Les prévisions budgétaires aux États-Unis tablent sur un gonflement drastique du déficit à moyen terme du fait du vieillissement de la population, une perspective difficile à concilier avec les projets de Donald Trump de réduire les impôts et de dépenser massivement dans les infrastructures, estime le Congressional Budget Office (CBO).

L'entité indépendante, qui évalue régulièrement les comptes de la nation, souligne que le déficit budgétaire fédéral va atteindre les 1000 milliards de dollars dès 2023, un an plus tôt que ne l'estimaient les prévisions de l'année dernière.

L'endettement national qui représente aujourd'hui 77% du produit intérieur brut -15 000 milliards de dollars, son plus haut niveau depuis la Seconde Guerre mondiale- devrait grimper à 89% du PIB d'ici 2027 (25 000 milliards).

Ces chiffres, qui ne tiennent pas compte de l'élection ni du programme de Donald Trump, s'expliquent par l'augmentation inévitable des dépenses de santé (Medicare pour les plus âgés) et de retraite alors que la génération nombreuse des baby-boomers quitte le marché du travail au rythme de 10 000 personnes par jour.

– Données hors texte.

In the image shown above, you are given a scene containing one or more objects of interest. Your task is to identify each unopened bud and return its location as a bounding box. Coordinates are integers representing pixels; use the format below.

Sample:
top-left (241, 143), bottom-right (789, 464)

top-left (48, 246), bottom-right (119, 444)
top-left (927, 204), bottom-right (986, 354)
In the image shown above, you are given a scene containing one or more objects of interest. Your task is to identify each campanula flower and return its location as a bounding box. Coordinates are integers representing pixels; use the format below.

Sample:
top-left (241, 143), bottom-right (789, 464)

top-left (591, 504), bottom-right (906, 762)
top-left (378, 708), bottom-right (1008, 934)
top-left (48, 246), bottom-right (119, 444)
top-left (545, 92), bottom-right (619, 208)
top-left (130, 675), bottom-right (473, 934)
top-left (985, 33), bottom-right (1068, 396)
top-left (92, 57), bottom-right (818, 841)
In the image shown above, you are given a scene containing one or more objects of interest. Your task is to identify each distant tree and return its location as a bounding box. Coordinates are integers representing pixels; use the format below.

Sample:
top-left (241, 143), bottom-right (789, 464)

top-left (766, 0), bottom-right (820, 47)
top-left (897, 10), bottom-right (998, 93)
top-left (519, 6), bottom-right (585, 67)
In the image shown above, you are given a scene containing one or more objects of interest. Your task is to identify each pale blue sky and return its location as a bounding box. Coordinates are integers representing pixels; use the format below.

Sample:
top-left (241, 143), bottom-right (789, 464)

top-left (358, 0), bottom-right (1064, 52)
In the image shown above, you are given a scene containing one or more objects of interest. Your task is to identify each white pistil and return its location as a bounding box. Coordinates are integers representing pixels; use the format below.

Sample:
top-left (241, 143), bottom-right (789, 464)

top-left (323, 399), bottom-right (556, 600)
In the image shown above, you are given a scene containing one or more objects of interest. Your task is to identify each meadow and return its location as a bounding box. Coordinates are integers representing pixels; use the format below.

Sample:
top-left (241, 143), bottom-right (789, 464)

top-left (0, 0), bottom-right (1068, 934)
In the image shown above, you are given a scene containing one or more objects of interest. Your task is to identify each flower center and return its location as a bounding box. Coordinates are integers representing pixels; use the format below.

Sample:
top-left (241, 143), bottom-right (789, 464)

Ces projections du Congressional Budget Office se basent aussi sur une croissance économique modeste, autour de 1,9% par an en moyenne sur la prochaine décennie, alors que le président Trump prédit un coup d'accélérateur et promet de faire caracoler l'économie à plus de 3%. «Parvenir à une croissance supérieure» aux prévisions du CBO «représente un véritable défi», estime Keith Hall, le directeur de cet organisme indépendant.

Le président Trump a promis des réductions d'impôts généralisées, sur les revenus comme sur les bénéfices des entreprises et des dépenses massives d'infrastructures.

Les seules réductions d'impôts pourraient faire perdre à l'État fédéral entre 3000 et 10 000 milliards de dollars sur dix ans, selon James Pethokoukis, de l'American Enterprise Institute (AEI). «On parle ici d'une augmentation considérable et sans précédent de la dette et (...) il est bien difficile de voir comment la mathématique budgétaire va marcher», déclare cet expert à l'AFP.

Incertitude

Surtout que l'incertitude est totale sur la façon dont ces promesses peuvent être réalisées. Les propositions de M. Trump ont varié pendant la campagne: tantôt il a qualifié l'endettement de «gros problème», tantôt il a affirmé «aimer la dette et aimer jouer avec». Mais pour l'instant «aucun de ses plans ne se rapproche d'un équilibre (budgétaire) même en prévoyant une réponse significative du côté de la croissance économique», affirme M. Pethokoukis.

Endettement

«On ne sait pas vraiment ce qu'il a à l'esprit», ajoute David Wessel, expert auprès du Brookings Institute qui doute de la volonté du Congrès de s'embarquer dans un vaste plan de dépenses alors qu'il y a trois ans, sous l'impulsion du Tea Party, il avait réussi à couper les vivres du gouvernement sur la question de l'augmentation du plafond d'endettement. Mais les élus républicains s'opposaient alors à une administration démocrate...

Selon l'institut d'études Committee for a Responsible Federal Budget, la conjonction des réductions d'impôts et des dépenses d'infrastructures pourraient ajouter 6000 milliards de dollars à l'endettement fédéral sur dix ans.

Or, les perspectives du CBO qui sont déjà «sur une trajectoire insoutenable (...) nous rappellent sombrement le défi budgétaire auquel vont faire face le président Trump et le nouveau Congrès», a affirmé cet institut.

Quelques jours à peine après son investiture, Donald Trump a signé mercredi un décret censé lancer la construction d'un mur anti-immigration à la frontière mexicaine, un projet qui pourra coûter entre 5 et 50 milliards de dollars, selon des estimations très divergentes. Dans l'immédiat, ce projet devra être financé par l'endettement ou les contribuables, en attendant la réalisation des assurances de Donald Trump d'en faire assumer le coût par le Mexique.

Sur ce point, un projet de loi déposé par un sénateur républicain de Louisiane prévoit d'imposer une taxe de 7% sur les mandats que les immigrés sans papier envoient à leurs familles restées au Mexique, des virements qui représentent quelque 25 milliards par an.